Eine Knochenflöte erinnert an das Paradies

BONN. "Als Gott Adam und Eva aus dem Paradies vertrieb, gab er ihnen noch die Musik mit. Als Geschenk erinnert sie an den, der sie geschenkt hat, an Gott." Erinnerungswürdig war für die Besucher der Lutherkirche auch der Montagabend, den Pfarrer Joachim Gerhardt der theologischen Bedeutung von Geschenken gewidmet hatte.

Den Rahmen dazu bildet die gemeinsame öffentliche Ringvorlesung "Alles geschenkt?!" der Alanus Hochschule für Kunst und Gesellschaft, der Hochschule Bonn-Rhein-Sieg und der Universität Bonn. Gute Geschenke hätten immer einen tieferen Sinn: Sie stifteten Gemeinschaft und schenkten zugleich Freiheit, so Gerhardt.

"Wo Geld geschenkt wird, droht die Erinnerung zu leiden", übte Gerhardt Kritik an einer Schenkkultur, die ins Materielle abdrifte. "Ich habe mir zu meiner Konfirmation einen iPad gekauft", bekomme er da etwa von einem Jugendlichen zu hören. Dass das Geld von der Großmutter kam, sei da schon in Vergessenheit geraten. Auf die dunklen Seiten des Schenkens wies auch eine Zuhörerin hin: Das Danaergeschenk - ursprünglich das trojanische Pferd - das sich für den Empfänger als unheilvoll und schadensstiftend erweist, oder, modern und sehr umstritten: Steuergeschenke.

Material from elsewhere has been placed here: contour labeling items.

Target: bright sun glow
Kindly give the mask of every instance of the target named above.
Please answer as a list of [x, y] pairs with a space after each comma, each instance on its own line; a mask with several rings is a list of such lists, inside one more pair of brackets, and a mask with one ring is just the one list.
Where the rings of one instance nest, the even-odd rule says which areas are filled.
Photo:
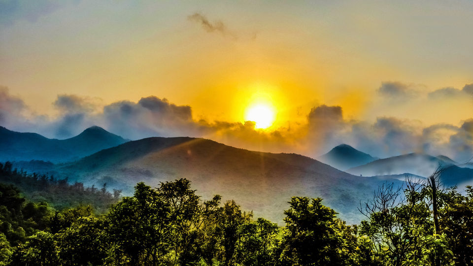
[[253, 104], [246, 109], [245, 120], [254, 122], [257, 129], [266, 129], [274, 122], [274, 112], [269, 104]]

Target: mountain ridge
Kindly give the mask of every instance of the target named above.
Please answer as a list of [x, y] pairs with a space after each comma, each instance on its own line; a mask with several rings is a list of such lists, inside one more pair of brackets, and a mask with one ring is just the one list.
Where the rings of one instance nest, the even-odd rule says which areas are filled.
[[65, 139], [48, 138], [36, 133], [16, 132], [0, 127], [0, 161], [64, 163], [128, 141], [96, 126]]
[[335, 146], [317, 158], [320, 162], [341, 170], [365, 165], [377, 159], [344, 143]]

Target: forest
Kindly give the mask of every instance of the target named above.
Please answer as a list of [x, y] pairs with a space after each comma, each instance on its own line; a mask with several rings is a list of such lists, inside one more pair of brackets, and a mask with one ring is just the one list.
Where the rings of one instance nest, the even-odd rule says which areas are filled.
[[349, 225], [320, 198], [278, 226], [185, 178], [132, 197], [0, 164], [0, 265], [473, 265], [473, 189], [385, 183]]

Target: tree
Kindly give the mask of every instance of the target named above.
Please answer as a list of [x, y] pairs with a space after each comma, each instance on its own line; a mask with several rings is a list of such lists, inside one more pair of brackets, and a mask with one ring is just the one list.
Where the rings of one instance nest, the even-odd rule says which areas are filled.
[[114, 264], [158, 265], [172, 246], [169, 206], [143, 183], [106, 216]]
[[342, 265], [341, 245], [334, 229], [336, 212], [320, 198], [293, 197], [284, 212], [285, 233], [281, 263], [284, 265]]

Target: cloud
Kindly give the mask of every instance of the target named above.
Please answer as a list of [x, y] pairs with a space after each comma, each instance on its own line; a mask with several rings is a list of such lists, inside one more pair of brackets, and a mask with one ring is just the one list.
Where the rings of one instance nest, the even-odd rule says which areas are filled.
[[473, 83], [465, 85], [462, 91], [467, 94], [473, 96]]
[[211, 23], [205, 16], [200, 13], [195, 13], [187, 17], [187, 18], [200, 24], [207, 33], [217, 32], [225, 34], [227, 32], [226, 27], [221, 21], [217, 20], [213, 23]]
[[36, 132], [49, 137], [70, 137], [96, 125], [131, 139], [203, 137], [253, 150], [295, 152], [312, 157], [343, 143], [381, 158], [424, 152], [461, 161], [468, 160], [473, 153], [473, 120], [464, 121], [460, 126], [439, 124], [428, 127], [389, 116], [370, 123], [346, 120], [341, 106], [322, 104], [311, 109], [305, 123], [268, 132], [256, 130], [251, 121], [196, 120], [191, 106], [156, 96], [137, 102], [116, 101], [100, 109], [93, 101], [76, 95], [58, 95], [53, 104], [60, 115], [48, 117], [29, 112], [20, 98], [1, 87], [0, 123], [9, 129]]
[[26, 108], [22, 100], [11, 95], [7, 87], [0, 86], [0, 124], [6, 124], [15, 115], [20, 115]]
[[77, 95], [60, 95], [53, 103], [60, 111], [67, 113], [88, 112], [95, 109], [95, 105], [86, 98]]
[[1, 0], [0, 1], [0, 24], [9, 25], [19, 20], [35, 22], [39, 17], [54, 12], [66, 3], [65, 1], [50, 0]]
[[442, 99], [462, 96], [464, 93], [451, 87], [443, 88], [429, 93], [428, 97], [432, 99]]
[[320, 121], [339, 122], [343, 120], [340, 106], [328, 106], [325, 104], [312, 108], [307, 117], [309, 123]]
[[416, 91], [411, 87], [398, 82], [384, 82], [377, 92], [382, 96], [392, 99], [410, 98], [416, 94]]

Musik als Gottesgeschenk - daran erinnerten Kantor Berthold Wicke und Susanne Schietzel-Mittelstraß mit Werken von Bach, Mozart und Messiaen. Schietzel-Mittelstraß entlockte der Nachbildung einer rund 40.000 Jahre alten Schwanenknochenflöte Musik aus der Nähe des Paradieses - schließlich sei diese Flöte das älteste bekannte Musikinstrument.

Nächster Termin: Podiumsdiskussion und Infos zum Schenken und Spenden am 27. Mai, 18:30 Uhr bei der Aktion Mensch, Heinemannstraße 36, 53175 Bonn. Der Eintritt ist frei.